Deciding whether or not to have ECT may be very difficult. Usually you will only be offered it if you are very depressed, which in itself makes it difficult to take in information and make decisions based on what you have been told. But you have the right to full information about the treatment, and to decide for yourself whether or not you wish to receive it.
Generally, unless you are unable to make a decision for yourself, it is your decision whether you accept the treatment or not.
You may find it helpful to discuss it with a trusted friend or family member, or a mental health advocate. You can contact POhWER or Rethink Mental Illness to find out about advocacy services in your area.
Advantages of ECT:
- When it works, it works quickly.
- It can prevent death if you are so depressed you are unable to talk, and you have stopped eating and drinking and looking after yourself.
- If you have depression after childbirth, it can lift these feelings quickly so that you are able to care for and enjoy your baby.
- It may lift suicidal feelings (but there is no evidence that it prevents suicide).
Disadvantages of ECT:
- Even if it has worked, often the effects don’t last long, and it can’t address any underlying despair or life problems you may have, or prevent future depression.
- Some people find it overwhelmingly negative and may feel worse after treatment, especially if they regret having consented to it, or were given it without consent.
- Side-effects, especially memory loss, which is usually short lived, but may be very significant in some cases.
It is important that you are offered other types of treatments in the period following ECT so that you can make the most of any improvement it has given you. These might include talking treatments or arts therapies which you may have been too depressed to make use of before, as well as medication.
It was suggested by my psychiatrist as a last resort since my depression was resistive to multiple medications that had been tried and multiple types of talking therapies.
When should I avoid having ECT?
Before a course of ECT treatments, you will need a full medical examination.

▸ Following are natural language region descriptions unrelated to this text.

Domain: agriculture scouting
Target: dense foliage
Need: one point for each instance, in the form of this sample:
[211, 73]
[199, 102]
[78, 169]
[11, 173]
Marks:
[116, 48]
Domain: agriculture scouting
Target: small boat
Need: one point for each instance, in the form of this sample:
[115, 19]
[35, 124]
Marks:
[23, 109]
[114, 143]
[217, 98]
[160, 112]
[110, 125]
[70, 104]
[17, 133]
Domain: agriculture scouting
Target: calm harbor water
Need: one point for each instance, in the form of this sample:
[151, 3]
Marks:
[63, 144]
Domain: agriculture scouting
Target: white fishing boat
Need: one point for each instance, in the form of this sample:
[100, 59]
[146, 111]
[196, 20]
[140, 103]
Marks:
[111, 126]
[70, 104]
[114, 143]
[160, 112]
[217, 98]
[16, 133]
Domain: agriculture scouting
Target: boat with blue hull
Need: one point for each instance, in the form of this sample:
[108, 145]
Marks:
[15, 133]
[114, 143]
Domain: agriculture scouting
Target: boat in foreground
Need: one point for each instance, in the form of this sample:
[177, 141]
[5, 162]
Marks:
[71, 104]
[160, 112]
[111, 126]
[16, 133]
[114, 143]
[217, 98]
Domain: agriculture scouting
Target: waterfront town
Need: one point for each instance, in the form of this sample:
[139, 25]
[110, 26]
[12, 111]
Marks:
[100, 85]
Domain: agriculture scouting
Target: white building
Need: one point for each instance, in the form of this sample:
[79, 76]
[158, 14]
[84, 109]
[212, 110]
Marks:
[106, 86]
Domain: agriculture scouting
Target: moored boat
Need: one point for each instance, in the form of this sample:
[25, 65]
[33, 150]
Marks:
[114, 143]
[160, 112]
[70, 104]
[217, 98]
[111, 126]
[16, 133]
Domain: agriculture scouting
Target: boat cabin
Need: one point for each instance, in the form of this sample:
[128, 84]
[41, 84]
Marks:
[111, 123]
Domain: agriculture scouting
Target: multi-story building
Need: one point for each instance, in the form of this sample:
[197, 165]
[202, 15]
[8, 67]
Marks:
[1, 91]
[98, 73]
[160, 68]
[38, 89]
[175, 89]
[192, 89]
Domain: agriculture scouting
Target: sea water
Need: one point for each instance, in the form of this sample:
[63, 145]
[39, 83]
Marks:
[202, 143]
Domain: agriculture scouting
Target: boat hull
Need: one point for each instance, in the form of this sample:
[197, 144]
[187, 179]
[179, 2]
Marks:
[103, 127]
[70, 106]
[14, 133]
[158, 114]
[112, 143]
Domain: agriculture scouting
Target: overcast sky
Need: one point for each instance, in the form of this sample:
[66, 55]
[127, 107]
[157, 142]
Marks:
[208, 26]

You will be asked about:
- your medical history – if you have any physical problems, these should be treated, as far as possible, before you have ECT. If you have heart or circulation problems, or breathing problems, both the ECT itself and the anaesthetic may be more dangerous for you.
- whether you are pregnant – ECT may be used in pregnancy, but the anaesthetist may not be happy about giving a general anaesthetic to a pregnant woman, except in a medical emergency.
- any medicine you are taking – some prescribed drugs affect your response to ECT:
- some antidepressants (such as fluoxetine) may cause the seizure to last longer than normal
- some drugs, including benzodiazepine tranquillisers, make it more difficult to induce a seizure so that a higher dose of electric current has to be used.
- any drug allergies.
The National Institute for Health and Care Excellence (NICE) says that before you are offered ECT, doctors should consider the risks of the treatment. These include:
- the risk of general anaesthetic
- other medical conditions you might have
- possible adverse effects, especially memory loss
- the risks of not having treatment
Extra caution should be used as the risks of ECT may be higher in the following groups, for:
- pregnant women
- older people
- children and young people (it should not be used for depression in children under the age of 12)
After each ECT session, you should be assessed, and you should not receive any more ECT if you:
- have had a positive response so that more treatment is unnecessary
- show signs of serious adverse effects, such as memory loss
If you have had ECT for depression before and it did not help, you should only be given it again if:
- you and your doctors are sure that all other possible treatments have been tried
- you have discussed the possible benefits and harms with the doctor and also with a friend or family member, if you want them to be included
This information was published in June 2016. We will revise it in 2019.